Draco And Moaning Myrtle’s Unlikely Bond

In the missing storyline, Draco becomes close to Moaning Myrtle. In the book, Draco cries in Myrtle’s bathroom several times. Myrtle tells Harry and Ron during the bathroom duel that she thought the boy liked her and that if they left, he might come back. She says they had things in common and felt sure he understood her. When Ron jokes about an S-bend, she snaps back that the boy was actually sensitive, lonely, bullied, and not afraid to cry in front of her.
In case you missed it: Hidden ‘Harry Potter’ And ‘Stranger Things’ Parallels You’ve Probably Missed
Harry asks if she means a young boy has been crying there, but Myrtle refuses to name him. She says he shared secrets she promised never to repeat. Later, we find out that the boy was Draco. He told Myrtle about Voldemort’s mission and how scared he was of failing. And here’s the twist only book fans know: Myrtle was a Muggle-born, Voldemort’s very first victim.
So Draco Malfoy, the boy who once cheered for Muggle-borns dying, ends up confiding in one, which shows real change, real fear, and real doubt inside him. Now, HBO has the chance to fix what the movies cut. Draco and Myrtle’s bond makes his entire sixth-year storyline stronger and more emotional. With it, everything makes sense: the fear, the stress, the crying, the pressure he tries and fails to hide.

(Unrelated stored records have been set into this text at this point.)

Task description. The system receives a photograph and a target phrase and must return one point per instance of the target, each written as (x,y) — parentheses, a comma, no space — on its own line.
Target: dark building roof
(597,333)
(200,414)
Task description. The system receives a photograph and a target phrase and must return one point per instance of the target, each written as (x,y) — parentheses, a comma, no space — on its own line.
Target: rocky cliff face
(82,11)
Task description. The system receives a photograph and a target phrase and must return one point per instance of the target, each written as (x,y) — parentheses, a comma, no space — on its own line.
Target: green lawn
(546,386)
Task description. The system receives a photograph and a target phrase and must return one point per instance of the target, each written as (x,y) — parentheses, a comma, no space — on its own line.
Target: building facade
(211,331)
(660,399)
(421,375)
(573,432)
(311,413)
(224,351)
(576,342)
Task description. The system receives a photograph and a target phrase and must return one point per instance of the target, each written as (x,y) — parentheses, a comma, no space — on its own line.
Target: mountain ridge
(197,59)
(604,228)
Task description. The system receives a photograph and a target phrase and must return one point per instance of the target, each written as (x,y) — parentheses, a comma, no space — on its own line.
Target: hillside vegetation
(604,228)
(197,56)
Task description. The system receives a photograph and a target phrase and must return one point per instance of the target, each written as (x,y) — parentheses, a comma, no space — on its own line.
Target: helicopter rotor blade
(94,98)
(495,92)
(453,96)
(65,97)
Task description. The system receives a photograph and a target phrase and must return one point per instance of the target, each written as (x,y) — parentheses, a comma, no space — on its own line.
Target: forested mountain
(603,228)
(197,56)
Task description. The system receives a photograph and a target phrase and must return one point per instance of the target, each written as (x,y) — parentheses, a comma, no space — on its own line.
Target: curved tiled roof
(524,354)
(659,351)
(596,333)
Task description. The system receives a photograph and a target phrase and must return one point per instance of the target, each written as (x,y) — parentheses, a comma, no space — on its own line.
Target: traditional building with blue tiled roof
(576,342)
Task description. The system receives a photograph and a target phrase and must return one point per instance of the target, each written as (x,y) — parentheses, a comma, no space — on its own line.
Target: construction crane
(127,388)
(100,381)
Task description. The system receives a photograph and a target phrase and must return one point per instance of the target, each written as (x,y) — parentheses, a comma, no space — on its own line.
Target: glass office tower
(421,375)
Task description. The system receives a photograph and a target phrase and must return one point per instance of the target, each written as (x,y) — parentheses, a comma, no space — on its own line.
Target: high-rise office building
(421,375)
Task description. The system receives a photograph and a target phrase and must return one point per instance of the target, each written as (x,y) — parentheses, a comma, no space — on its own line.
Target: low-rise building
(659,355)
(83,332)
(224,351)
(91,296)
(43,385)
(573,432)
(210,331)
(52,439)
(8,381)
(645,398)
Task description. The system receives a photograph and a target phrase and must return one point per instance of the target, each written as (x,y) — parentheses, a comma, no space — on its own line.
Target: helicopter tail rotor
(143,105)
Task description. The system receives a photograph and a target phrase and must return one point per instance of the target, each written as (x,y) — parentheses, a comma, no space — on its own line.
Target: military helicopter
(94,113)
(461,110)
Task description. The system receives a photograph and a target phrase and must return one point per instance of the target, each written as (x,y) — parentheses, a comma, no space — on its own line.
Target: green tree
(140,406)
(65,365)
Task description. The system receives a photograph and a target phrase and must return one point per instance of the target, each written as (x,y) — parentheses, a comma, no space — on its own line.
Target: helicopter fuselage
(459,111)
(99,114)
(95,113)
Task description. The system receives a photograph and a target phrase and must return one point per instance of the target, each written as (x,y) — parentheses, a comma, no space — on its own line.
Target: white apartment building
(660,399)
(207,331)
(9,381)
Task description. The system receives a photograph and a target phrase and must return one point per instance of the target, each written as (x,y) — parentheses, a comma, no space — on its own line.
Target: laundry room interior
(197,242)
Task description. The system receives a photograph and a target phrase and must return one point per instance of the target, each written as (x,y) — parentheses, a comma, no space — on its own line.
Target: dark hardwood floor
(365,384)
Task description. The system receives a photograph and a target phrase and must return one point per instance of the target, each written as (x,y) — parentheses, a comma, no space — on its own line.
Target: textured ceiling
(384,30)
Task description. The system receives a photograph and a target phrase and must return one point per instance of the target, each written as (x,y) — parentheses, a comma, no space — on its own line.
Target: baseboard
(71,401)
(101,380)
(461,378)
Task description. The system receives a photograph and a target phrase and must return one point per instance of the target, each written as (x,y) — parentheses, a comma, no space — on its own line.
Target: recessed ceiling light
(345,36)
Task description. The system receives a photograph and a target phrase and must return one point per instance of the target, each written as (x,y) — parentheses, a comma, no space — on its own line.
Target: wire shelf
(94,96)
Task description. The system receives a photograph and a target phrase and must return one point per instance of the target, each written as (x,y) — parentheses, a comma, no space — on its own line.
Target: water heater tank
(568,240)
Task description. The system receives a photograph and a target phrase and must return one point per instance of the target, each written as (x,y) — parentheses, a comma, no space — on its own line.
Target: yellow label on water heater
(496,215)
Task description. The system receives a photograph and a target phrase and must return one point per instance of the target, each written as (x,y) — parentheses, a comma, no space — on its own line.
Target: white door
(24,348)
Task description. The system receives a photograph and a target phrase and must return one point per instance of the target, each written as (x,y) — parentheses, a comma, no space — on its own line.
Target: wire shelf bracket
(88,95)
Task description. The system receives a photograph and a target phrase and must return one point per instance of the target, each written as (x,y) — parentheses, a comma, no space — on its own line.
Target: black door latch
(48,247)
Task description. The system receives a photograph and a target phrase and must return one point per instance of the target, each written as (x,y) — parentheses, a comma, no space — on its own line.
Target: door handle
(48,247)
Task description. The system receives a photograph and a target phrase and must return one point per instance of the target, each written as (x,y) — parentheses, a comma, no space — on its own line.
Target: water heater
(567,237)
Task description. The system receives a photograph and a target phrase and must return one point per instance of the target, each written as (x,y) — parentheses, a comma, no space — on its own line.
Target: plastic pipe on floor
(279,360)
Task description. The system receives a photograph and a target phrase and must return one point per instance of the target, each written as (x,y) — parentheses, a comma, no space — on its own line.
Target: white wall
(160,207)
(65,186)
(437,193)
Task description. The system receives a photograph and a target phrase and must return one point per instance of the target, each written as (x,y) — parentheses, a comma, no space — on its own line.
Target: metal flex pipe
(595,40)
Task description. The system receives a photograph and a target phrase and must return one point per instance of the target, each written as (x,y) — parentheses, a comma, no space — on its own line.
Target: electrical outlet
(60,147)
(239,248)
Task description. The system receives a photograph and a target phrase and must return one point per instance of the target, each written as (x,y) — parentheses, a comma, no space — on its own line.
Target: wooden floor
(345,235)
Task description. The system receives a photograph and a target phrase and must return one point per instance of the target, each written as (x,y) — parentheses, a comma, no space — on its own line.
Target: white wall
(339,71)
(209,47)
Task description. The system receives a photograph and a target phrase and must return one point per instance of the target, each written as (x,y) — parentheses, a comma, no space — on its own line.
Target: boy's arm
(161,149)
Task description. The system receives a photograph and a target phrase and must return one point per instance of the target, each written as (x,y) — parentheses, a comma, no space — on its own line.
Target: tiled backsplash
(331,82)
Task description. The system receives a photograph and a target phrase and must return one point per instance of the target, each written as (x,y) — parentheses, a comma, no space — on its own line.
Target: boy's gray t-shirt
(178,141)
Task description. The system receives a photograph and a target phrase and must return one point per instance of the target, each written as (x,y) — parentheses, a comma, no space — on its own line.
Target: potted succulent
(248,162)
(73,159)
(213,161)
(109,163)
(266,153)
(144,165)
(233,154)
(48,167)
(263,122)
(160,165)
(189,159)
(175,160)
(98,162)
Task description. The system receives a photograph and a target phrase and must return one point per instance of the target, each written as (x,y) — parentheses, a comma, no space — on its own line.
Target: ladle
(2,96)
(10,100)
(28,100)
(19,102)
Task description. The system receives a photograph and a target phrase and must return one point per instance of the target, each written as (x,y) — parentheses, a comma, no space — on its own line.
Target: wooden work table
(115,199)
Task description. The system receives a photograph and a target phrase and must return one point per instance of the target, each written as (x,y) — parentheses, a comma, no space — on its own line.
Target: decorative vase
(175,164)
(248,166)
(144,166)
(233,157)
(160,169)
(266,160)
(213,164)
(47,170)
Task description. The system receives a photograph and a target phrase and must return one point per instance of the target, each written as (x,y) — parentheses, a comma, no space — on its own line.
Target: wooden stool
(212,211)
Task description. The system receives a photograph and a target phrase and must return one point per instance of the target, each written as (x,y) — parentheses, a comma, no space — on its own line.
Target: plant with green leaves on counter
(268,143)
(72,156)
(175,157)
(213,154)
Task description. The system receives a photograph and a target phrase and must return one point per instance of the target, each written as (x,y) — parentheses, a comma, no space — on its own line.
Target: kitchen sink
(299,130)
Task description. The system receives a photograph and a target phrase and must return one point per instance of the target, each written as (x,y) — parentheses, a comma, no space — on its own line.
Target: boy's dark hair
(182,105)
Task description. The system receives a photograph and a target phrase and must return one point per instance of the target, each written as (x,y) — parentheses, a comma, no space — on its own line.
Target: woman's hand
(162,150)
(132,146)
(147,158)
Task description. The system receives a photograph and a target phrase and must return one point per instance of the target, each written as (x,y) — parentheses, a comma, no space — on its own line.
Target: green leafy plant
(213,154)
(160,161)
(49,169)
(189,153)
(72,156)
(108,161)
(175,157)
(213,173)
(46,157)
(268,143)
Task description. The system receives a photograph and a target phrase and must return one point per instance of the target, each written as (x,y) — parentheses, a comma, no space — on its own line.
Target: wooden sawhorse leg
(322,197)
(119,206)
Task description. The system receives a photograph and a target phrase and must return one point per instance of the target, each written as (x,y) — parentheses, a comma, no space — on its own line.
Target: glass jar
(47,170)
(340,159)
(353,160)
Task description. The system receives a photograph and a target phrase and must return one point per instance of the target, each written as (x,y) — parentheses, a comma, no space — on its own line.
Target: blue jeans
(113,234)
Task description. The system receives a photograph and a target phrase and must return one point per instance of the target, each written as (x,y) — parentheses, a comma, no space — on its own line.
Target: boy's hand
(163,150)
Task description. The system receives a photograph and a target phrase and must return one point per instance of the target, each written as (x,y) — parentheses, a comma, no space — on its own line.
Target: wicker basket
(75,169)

This moment also shows the start of Draco questioning the beliefs he grew up with at Malfoy Manor. According to Wizarding World, Draco later lets go of pure-blood ideas as an adult. His talks with Myrtle are one of the earliest signs of that change. A TV remake has enough time to show Draco’s painful moments and the unexpected comfort he finds in Myrtle. This is the depth fans have been waiting to see on-screen. Adding this forgotten storyline would make Draco’s arc in Half-Blood Prince far more human.